China is planning to raise its retirement age gradually and in phases to cope with the country’s rapidly aging population, the state-backed Global Times said on Tuesday, citing a senior expert from China’s Ministry of Human Resources.

Jin Weigang, president of the Chinese Academy of Labor and Social Security Sciences, said China was eyeing a “progressive, flexible and differentiated path to raising the retirement age”, meaning that it would be delayed initially by a few months, which would be subsequently increased.

“People nearing retirement age will only have to delay retirement for several months,” the Global Times said, citing Jin. Young people may have to work a few years longer but will have a long adaptation and transition period, he said.

“The most important feature of the reform is allowing people to choose when to retire according to their circumstances and conditions.”

China has yet to formally announce a change to its retirement age, which is among the lowest in the world at 60 for men, 55 for white-collar women and 50 for women who work in factories.

Li Qiang, the country’s new premier, said on Monday that the government would conduct rigorous studies and analyses to roll out a policy prudently in discourse.

As China’s 1.4 billion population declines and ages, in part because of a policy that limited couples to one child from 1980 to 2015, pressure on pension budgets is escalating, creating more urgency for policymakers to address the situation.

China’s National Health Commission expects the cohort of people aged 60 and over to rise from 280 million to more than 400 million by 2035 – equal to the entire current populations of Britain and the United States combined.

Life expectancy has risen from around 44 years in 1960 to 78 years as of 2021, higher than in the United States, and is projected to exceed 80 years by 2050.

At present, each retiree is supported by the contributions of five workers.
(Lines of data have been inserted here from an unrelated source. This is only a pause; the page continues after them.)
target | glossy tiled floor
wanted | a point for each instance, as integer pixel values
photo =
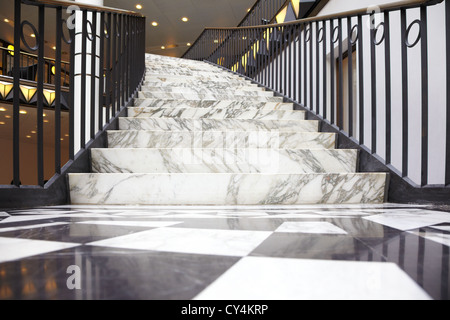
(226, 253)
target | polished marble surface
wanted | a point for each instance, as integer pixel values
(342, 252)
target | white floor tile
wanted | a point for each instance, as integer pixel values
(128, 223)
(434, 236)
(34, 226)
(196, 241)
(406, 220)
(310, 227)
(254, 278)
(13, 249)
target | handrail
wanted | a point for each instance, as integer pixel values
(34, 55)
(57, 3)
(407, 4)
(376, 98)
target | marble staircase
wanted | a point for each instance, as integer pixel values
(199, 135)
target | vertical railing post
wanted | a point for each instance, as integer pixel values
(387, 59)
(424, 80)
(58, 91)
(16, 88)
(447, 143)
(405, 122)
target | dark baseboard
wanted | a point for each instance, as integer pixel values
(401, 190)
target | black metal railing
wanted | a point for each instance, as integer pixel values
(105, 65)
(28, 67)
(379, 75)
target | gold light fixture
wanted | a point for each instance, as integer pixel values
(281, 16)
(49, 96)
(11, 50)
(5, 89)
(28, 92)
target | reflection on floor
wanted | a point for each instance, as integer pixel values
(225, 253)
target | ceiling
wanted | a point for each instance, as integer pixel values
(172, 32)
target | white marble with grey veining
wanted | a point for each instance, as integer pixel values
(188, 160)
(208, 96)
(215, 113)
(226, 189)
(176, 124)
(210, 104)
(217, 139)
(205, 91)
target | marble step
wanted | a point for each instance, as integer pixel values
(226, 189)
(189, 160)
(178, 79)
(189, 75)
(245, 86)
(217, 139)
(169, 124)
(253, 91)
(208, 96)
(212, 104)
(215, 113)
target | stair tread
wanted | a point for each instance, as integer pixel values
(217, 125)
(227, 189)
(223, 160)
(220, 139)
(216, 113)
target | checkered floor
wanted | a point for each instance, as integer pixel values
(386, 251)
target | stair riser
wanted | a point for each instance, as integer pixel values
(226, 189)
(192, 80)
(229, 104)
(197, 113)
(207, 91)
(217, 125)
(210, 96)
(273, 161)
(213, 139)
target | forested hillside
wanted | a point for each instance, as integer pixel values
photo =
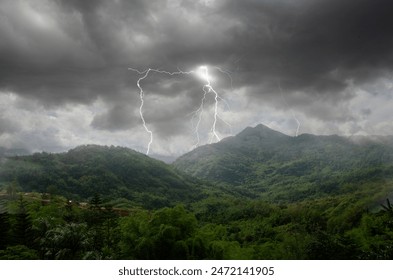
(258, 195)
(280, 168)
(113, 172)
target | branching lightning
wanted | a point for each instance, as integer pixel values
(292, 113)
(207, 88)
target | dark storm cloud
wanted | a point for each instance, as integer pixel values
(76, 51)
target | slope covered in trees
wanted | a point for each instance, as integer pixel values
(114, 172)
(278, 167)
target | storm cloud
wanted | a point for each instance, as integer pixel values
(327, 63)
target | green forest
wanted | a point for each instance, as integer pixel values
(258, 195)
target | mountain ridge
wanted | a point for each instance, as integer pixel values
(273, 164)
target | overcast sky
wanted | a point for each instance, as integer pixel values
(312, 66)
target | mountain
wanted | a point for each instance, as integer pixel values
(113, 172)
(284, 168)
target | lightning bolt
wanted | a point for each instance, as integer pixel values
(292, 113)
(207, 88)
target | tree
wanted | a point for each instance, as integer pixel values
(22, 230)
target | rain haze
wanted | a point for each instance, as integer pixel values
(306, 66)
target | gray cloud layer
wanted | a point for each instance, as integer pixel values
(78, 52)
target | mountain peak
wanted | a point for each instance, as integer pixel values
(261, 131)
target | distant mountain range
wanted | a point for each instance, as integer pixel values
(113, 172)
(284, 168)
(257, 163)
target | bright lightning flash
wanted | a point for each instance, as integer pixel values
(203, 73)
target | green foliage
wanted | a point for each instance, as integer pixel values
(112, 172)
(279, 168)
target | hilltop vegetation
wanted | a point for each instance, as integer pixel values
(115, 173)
(258, 195)
(280, 168)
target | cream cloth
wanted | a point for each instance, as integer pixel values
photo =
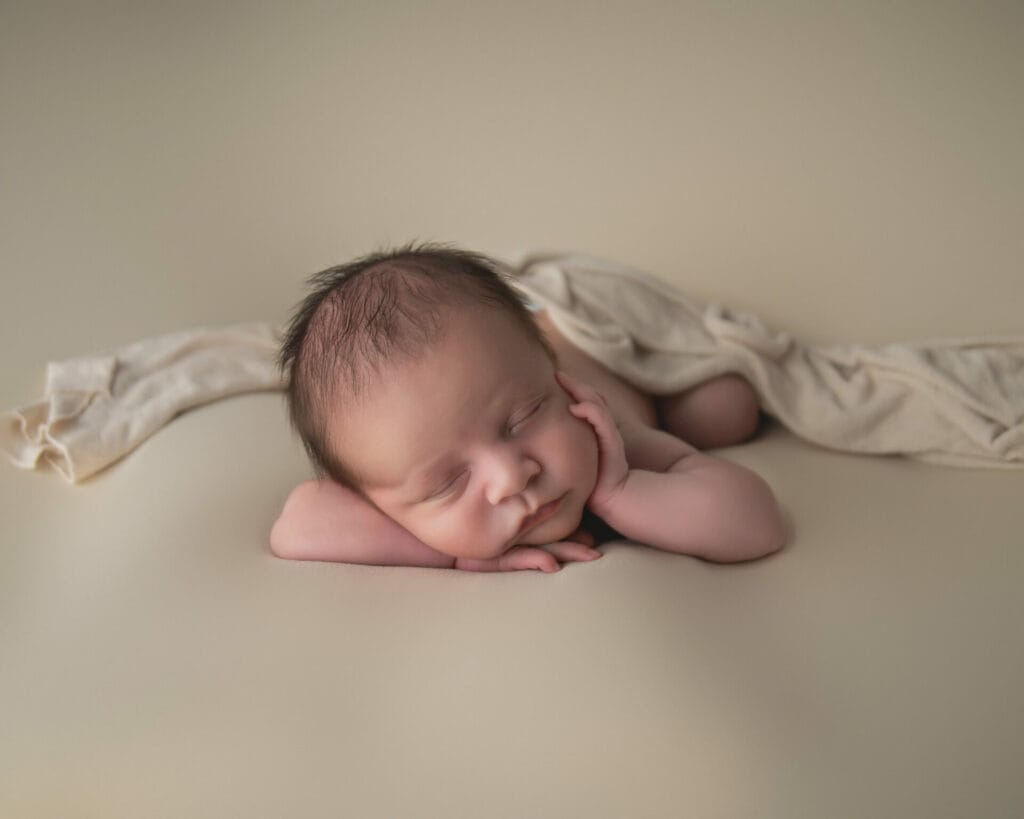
(97, 408)
(958, 402)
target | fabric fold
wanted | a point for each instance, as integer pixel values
(951, 401)
(97, 408)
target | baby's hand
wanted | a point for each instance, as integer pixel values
(612, 468)
(579, 548)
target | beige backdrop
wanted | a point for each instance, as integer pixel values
(851, 172)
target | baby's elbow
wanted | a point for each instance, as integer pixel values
(288, 539)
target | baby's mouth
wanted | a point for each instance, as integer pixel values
(541, 515)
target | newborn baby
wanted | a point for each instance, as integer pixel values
(451, 426)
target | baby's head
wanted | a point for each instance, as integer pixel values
(418, 379)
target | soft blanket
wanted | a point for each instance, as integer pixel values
(952, 401)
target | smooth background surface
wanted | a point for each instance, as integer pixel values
(850, 172)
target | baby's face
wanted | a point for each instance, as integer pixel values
(471, 446)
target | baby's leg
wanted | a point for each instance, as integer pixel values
(719, 413)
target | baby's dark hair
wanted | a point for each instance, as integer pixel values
(376, 310)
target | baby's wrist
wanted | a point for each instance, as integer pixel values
(608, 503)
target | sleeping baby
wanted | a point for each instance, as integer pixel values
(452, 426)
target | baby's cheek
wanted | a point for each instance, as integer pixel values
(583, 454)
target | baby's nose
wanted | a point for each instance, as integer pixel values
(512, 474)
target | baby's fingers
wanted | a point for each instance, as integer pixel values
(524, 557)
(568, 552)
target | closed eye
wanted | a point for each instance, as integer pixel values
(519, 422)
(445, 488)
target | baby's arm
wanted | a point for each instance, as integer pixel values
(323, 520)
(682, 501)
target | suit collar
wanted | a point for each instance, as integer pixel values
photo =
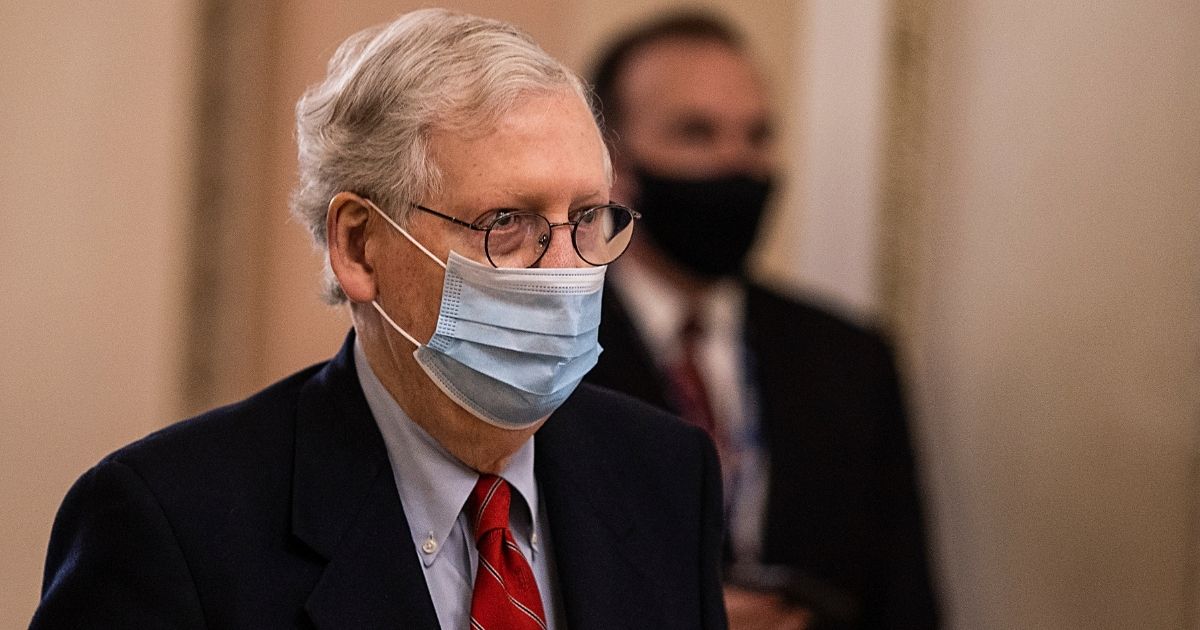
(346, 509)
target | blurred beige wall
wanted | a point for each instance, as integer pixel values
(1056, 343)
(1051, 293)
(95, 109)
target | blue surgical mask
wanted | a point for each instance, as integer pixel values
(510, 345)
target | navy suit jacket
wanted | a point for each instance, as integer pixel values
(281, 511)
(843, 505)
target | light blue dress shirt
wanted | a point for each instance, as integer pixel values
(433, 486)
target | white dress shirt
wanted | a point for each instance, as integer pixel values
(433, 486)
(658, 310)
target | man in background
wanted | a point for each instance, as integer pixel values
(443, 469)
(825, 523)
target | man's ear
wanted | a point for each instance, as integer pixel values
(346, 225)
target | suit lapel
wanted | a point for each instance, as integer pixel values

The ratio is half what it was a decade ago and is trending towards 4-to-1 in 2030 and 2-to-1 in 2050.

Demographers and economists say that the current pension system, which relies on a shrinking active workforce to pay the pensions of a growing number of retirees, is unsustainable and needs to be reformed.

Eleven of China’s 31 provincial-level jurisdictions are running pension budget deficits, finance ministry data show. The state-run Chinese Academy of Sciences sees the pension system running out of money by 2035.